How do you talk to yourself? Is the voice in your head kind and compassionate? Or is it harsh and cruel? What words do you use to speak to yourself? Would you direct those same words towards a friend?
I think we can all agree that it is not okay to call someone else horrible names, but many of us don’t hesitate to do exactly that to ourselves. Young children can recognise bullying and the vast majority of them know that it is not okay to bully anyone, ever, but many of us adults beat ourselves up and put ourselves down on a daily basis. It needs to stop.
Being aware of our self talk is the first step towards changing it. A lot of our internal dialogue is on autopilot. We are letting it play, listening to it as if it’s valid, absorbing it, allowing it to change our mood and set off a cascade of negative emotions without ever stopping to check whether it’s acceptable or not. Our thoughts are just our thoughts, they’re not always true or right or valid, we create them and we do not have to accept them.
The next time you’re feeling yourself spiralling into negative self talk, to start with, try to be more aware of it, recognise that it’s negative and just observe it. Try to step back from the thoughts and observe them rather than getting consumed by them and allowing them to trigger a cascade of emotions.
By separating yourself from negative self talk you are acknowledging that it’s not really you, it’s just your insecurities and doubts bubbling to the surface.
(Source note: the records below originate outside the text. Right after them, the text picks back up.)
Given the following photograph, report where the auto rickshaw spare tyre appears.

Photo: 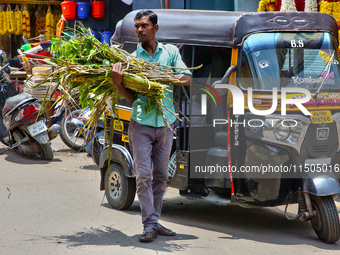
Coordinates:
[105,162,136,210]
[311,195,340,243]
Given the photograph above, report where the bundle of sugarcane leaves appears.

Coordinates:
[31,22,200,147]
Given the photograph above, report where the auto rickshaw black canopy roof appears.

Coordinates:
[111,9,338,47]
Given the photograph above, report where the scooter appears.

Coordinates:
[0,64,60,160]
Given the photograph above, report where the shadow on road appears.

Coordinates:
[97,197,340,251]
[0,151,61,165]
[54,227,198,252]
[54,197,340,252]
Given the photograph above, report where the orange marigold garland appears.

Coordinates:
[14,5,22,35]
[6,4,15,34]
[0,7,7,35]
[22,6,31,39]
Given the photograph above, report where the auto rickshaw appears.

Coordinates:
[95,10,340,243]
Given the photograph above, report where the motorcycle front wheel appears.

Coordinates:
[60,109,86,151]
[311,196,340,243]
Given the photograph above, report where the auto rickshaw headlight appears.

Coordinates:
[273,121,292,141]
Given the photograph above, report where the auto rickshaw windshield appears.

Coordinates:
[239,32,340,91]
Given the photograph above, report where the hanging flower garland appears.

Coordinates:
[14,5,22,35]
[0,7,7,35]
[6,4,15,34]
[45,6,54,40]
[22,6,31,39]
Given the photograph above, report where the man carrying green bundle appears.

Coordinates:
[112,10,191,242]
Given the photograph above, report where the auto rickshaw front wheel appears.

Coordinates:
[105,162,136,210]
[310,195,340,243]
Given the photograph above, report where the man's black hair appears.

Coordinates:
[134,10,158,25]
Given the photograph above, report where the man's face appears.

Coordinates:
[135,16,158,43]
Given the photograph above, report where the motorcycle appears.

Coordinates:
[51,96,91,151]
[0,60,60,160]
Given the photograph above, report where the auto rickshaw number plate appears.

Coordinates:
[27,120,47,136]
[310,110,333,124]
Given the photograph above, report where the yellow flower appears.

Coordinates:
[6,11,15,34]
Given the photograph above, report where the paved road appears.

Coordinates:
[0,138,340,255]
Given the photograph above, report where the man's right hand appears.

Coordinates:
[112,62,124,89]
[111,62,136,103]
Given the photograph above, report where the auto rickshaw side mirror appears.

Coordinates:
[219,66,237,84]
[212,66,237,95]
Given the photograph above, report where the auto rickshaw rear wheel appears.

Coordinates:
[105,162,136,210]
[310,195,340,243]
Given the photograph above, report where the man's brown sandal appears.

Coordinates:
[157,223,176,236]
[139,227,157,243]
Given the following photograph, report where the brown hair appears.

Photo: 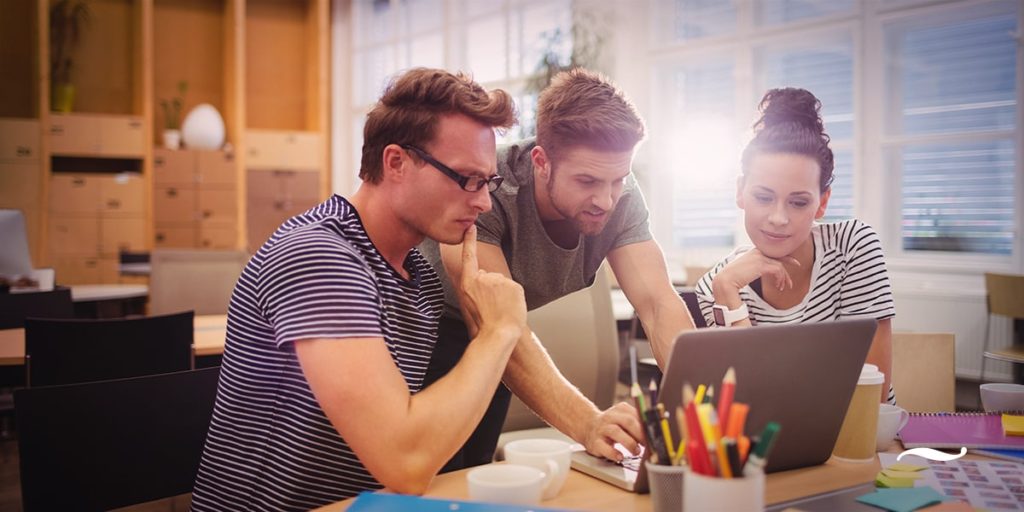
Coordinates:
[537,68,645,161]
[741,87,836,193]
[359,68,516,183]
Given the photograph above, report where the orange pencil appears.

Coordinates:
[725,401,751,439]
[718,367,736,430]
Everyone has these thoughts but only some of us choose to listen to them and believe them to be true.
To start with, try to move towards being more accepting of yourself. You do not have to love yourself or suddenly become the most confident person in the world, but try to be neutral about aspects of yourself you have previously disliked. Remember – if you don’t have anything nice to say, just don’t say anything at all.